Let the principal be P. After 1 year: P + (10/100)*P = 1.1P After 2 years: 1.1P + (20/100)*1.1P = 1.1P + 0.22P = 1.32P After 3 years: 1.32P + (30/100)*1.32P = 1.32P + 0.396P = 1.716P Compound Interest = 1.716P – P = 0.716P 0.716P = 1588 P = 1588/0.716 = 2217.88 ~ 2000

Ans: B

The possible sums range from 2 to 12. Prime sums are 2, 3, 5, 7, 11. Favorable outcomes: (1,1), (1,2), (2,1), (1,4), (4,1), (2,3), (3,2), (5,2), (2,5), (3,4), (4,3), (6,5), (5,6), (6,1), (1,6).

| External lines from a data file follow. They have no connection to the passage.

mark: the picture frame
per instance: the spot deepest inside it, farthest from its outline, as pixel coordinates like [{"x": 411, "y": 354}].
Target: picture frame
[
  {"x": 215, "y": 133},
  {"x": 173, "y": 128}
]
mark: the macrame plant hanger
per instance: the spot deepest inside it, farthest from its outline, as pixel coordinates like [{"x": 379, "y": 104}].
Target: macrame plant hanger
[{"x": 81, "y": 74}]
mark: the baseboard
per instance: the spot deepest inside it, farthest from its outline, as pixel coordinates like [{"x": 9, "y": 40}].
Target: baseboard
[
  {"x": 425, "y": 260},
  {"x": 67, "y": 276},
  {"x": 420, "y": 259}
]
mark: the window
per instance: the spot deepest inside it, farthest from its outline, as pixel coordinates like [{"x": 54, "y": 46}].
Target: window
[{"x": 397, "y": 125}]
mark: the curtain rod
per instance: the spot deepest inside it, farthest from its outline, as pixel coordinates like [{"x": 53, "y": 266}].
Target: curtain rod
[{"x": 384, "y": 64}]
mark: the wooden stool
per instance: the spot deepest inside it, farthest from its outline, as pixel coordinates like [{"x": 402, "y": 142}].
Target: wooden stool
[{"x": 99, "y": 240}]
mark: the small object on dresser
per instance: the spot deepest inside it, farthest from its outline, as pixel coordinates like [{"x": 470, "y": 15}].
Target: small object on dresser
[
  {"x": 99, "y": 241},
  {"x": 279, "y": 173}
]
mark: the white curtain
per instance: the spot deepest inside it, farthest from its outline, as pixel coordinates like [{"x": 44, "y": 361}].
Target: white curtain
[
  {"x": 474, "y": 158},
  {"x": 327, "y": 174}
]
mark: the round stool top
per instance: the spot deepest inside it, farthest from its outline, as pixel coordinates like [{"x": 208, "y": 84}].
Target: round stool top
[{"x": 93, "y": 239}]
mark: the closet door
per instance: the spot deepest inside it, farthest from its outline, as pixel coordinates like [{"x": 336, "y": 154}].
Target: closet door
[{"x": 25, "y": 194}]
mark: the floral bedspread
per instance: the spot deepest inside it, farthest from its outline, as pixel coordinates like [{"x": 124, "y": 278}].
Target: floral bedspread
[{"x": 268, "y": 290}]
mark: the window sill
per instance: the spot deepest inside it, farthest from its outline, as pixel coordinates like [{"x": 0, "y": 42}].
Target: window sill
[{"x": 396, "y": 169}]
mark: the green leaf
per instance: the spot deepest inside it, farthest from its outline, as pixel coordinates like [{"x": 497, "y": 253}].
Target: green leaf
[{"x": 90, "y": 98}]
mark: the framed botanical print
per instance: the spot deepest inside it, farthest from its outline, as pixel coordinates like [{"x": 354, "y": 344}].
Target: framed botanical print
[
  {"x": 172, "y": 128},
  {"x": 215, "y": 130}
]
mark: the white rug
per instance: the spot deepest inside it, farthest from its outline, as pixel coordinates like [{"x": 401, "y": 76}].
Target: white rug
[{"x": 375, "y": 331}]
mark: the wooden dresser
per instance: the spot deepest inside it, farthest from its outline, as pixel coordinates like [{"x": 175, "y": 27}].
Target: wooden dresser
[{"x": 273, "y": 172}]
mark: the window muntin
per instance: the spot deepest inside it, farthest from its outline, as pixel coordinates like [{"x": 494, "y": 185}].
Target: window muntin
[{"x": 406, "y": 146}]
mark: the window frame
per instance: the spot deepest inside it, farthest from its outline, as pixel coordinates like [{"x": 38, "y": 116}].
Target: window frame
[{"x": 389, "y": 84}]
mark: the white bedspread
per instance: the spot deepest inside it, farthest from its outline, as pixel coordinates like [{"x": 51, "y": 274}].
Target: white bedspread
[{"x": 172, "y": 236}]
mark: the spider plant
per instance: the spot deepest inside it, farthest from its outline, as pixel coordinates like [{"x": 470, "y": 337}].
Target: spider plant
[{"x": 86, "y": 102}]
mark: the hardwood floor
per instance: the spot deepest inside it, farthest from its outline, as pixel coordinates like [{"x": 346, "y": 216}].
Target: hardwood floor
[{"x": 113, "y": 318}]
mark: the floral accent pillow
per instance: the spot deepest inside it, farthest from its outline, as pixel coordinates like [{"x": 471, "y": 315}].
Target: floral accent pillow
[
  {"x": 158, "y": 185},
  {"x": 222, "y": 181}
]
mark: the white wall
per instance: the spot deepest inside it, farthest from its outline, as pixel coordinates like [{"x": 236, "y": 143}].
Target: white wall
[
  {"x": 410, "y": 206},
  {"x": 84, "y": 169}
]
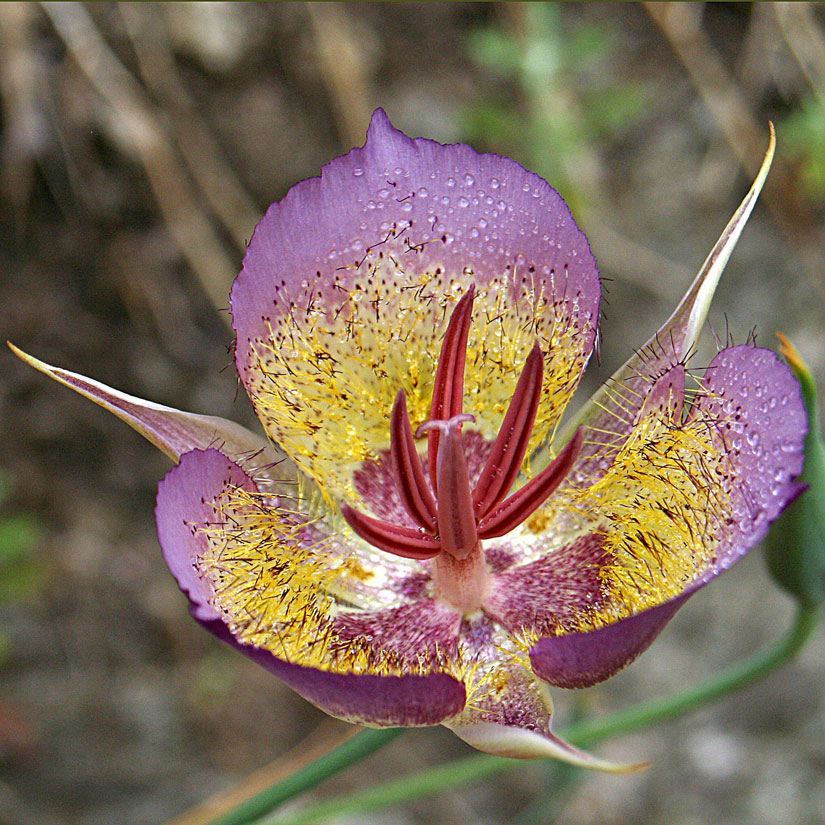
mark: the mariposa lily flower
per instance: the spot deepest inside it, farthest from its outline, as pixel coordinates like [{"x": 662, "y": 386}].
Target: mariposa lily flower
[{"x": 410, "y": 327}]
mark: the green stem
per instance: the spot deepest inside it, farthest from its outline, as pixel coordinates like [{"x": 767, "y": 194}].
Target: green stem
[
  {"x": 461, "y": 771},
  {"x": 720, "y": 684},
  {"x": 353, "y": 750}
]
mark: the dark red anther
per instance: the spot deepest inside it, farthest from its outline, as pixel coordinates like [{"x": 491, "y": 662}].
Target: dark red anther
[
  {"x": 523, "y": 503},
  {"x": 412, "y": 486},
  {"x": 448, "y": 390},
  {"x": 401, "y": 541},
  {"x": 504, "y": 462},
  {"x": 452, "y": 517}
]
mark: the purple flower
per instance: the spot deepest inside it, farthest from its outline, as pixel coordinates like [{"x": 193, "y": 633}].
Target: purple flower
[{"x": 410, "y": 328}]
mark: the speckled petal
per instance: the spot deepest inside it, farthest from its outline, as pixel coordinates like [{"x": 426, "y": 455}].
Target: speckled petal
[
  {"x": 170, "y": 430},
  {"x": 186, "y": 499},
  {"x": 608, "y": 416},
  {"x": 577, "y": 660},
  {"x": 753, "y": 406},
  {"x": 764, "y": 430},
  {"x": 349, "y": 282}
]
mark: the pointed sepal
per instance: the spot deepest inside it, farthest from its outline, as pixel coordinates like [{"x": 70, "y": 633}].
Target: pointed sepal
[
  {"x": 514, "y": 723},
  {"x": 614, "y": 405},
  {"x": 172, "y": 431}
]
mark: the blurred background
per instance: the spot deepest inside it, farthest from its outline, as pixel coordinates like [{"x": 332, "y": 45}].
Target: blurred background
[{"x": 139, "y": 145}]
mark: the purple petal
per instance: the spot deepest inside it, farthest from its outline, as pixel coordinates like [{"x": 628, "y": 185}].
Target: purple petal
[
  {"x": 516, "y": 723},
  {"x": 173, "y": 431},
  {"x": 577, "y": 660},
  {"x": 348, "y": 285},
  {"x": 609, "y": 414},
  {"x": 754, "y": 403},
  {"x": 764, "y": 434},
  {"x": 184, "y": 502},
  {"x": 328, "y": 222}
]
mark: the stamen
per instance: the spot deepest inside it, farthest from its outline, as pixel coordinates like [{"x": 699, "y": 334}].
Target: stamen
[
  {"x": 445, "y": 426},
  {"x": 523, "y": 503},
  {"x": 504, "y": 462},
  {"x": 456, "y": 519},
  {"x": 401, "y": 541},
  {"x": 448, "y": 390},
  {"x": 412, "y": 486}
]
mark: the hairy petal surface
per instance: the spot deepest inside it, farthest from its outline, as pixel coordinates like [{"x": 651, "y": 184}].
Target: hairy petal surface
[
  {"x": 752, "y": 410},
  {"x": 349, "y": 282},
  {"x": 266, "y": 595},
  {"x": 172, "y": 431},
  {"x": 609, "y": 415},
  {"x": 513, "y": 719}
]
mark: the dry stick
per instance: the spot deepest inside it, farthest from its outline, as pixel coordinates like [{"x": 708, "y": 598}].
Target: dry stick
[
  {"x": 343, "y": 68},
  {"x": 201, "y": 152},
  {"x": 681, "y": 25},
  {"x": 329, "y": 734},
  {"x": 179, "y": 206}
]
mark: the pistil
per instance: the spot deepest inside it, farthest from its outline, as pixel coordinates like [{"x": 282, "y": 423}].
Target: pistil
[{"x": 452, "y": 517}]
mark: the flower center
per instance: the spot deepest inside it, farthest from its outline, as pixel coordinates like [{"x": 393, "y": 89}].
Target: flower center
[{"x": 452, "y": 516}]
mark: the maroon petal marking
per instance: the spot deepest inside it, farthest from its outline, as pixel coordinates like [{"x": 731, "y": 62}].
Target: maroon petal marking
[
  {"x": 448, "y": 390},
  {"x": 402, "y": 541},
  {"x": 413, "y": 489},
  {"x": 576, "y": 660},
  {"x": 504, "y": 462},
  {"x": 524, "y": 502},
  {"x": 423, "y": 629},
  {"x": 552, "y": 593},
  {"x": 184, "y": 498}
]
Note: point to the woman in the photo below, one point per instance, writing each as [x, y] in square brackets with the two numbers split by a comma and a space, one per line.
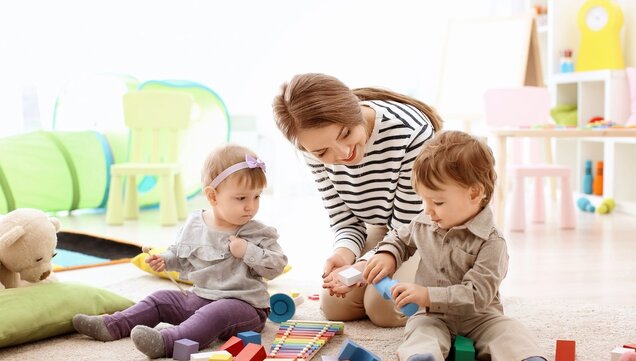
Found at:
[360, 145]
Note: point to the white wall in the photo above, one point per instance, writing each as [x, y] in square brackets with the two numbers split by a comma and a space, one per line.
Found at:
[241, 49]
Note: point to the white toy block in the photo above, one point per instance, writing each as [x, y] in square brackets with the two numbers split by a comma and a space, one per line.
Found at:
[619, 351]
[350, 276]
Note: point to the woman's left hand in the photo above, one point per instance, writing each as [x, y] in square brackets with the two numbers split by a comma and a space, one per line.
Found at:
[335, 286]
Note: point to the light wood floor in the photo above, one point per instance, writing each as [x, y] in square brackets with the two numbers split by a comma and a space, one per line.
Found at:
[594, 263]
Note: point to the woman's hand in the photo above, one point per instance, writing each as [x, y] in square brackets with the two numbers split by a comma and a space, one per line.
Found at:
[404, 293]
[156, 262]
[379, 266]
[238, 246]
[336, 287]
[340, 257]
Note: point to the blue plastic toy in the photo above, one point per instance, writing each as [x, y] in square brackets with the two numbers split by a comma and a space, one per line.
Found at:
[585, 205]
[353, 352]
[282, 307]
[384, 287]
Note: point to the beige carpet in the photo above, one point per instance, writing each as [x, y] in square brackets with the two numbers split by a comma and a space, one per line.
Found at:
[597, 330]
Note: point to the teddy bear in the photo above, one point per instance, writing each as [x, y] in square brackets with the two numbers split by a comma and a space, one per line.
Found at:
[28, 238]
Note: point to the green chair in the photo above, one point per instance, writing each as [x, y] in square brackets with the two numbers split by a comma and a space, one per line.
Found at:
[156, 121]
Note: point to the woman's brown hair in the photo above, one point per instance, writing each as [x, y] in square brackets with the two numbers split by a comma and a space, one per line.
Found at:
[315, 100]
[456, 156]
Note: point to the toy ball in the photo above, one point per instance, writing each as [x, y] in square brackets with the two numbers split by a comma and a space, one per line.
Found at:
[606, 206]
[585, 205]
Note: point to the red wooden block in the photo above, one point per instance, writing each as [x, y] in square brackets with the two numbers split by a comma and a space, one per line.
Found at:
[252, 352]
[566, 350]
[234, 345]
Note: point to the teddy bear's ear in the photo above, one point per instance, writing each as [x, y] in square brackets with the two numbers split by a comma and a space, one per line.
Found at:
[56, 223]
[12, 235]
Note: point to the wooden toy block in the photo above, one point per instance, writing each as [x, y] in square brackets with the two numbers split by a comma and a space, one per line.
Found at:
[183, 348]
[618, 352]
[250, 337]
[353, 352]
[211, 355]
[565, 350]
[233, 345]
[221, 356]
[464, 349]
[350, 276]
[251, 352]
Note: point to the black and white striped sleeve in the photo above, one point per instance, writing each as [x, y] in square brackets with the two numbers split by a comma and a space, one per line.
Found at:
[407, 203]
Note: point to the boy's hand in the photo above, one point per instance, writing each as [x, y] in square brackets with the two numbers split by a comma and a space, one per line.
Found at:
[156, 262]
[337, 288]
[404, 293]
[238, 246]
[379, 266]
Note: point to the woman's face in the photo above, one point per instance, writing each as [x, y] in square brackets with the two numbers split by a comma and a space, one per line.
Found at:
[335, 143]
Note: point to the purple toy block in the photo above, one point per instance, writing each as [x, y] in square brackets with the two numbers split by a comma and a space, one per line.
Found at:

Total number of outcomes = 36. Favorable outcomes = 15. Probability = 15/36 = 5/12.

Ans: B

Let the length of the ladder be L. Initially, the height reached on the wall is Lsin45° = L/√2 and the distance from the wall is Lcos45° = L/√2. After moving the ladder, the height on the wall becomes Lsin30° = L/2. The new distance from the wall is Lcos30° = L√3/2. Since the foot of the ladder is pulled away by 2 meters, we have L√3/2 – L/√2 = 2. Thus, L(√3/2 – 1/√2) = 2. So, L(√3 – √2)/2 = 2. Then, the height also changes to (L/√2)-L/2. Hence we apply the condition: L√3/2-L/√2=2 or L(√3/2-1/√2)=2 or L=(4)/(√3-√2)=4(√3+√2)=L/2-L/√2=-2, which is not possible. We take the height comparison, then L/√2-L/2=y. the base is different then L/√2+2=L√3/2 or L(√3-√2)=4, so L=4/(√3-√2)=4(√3+√2). Then the length of ladder is L = 2(√3+1).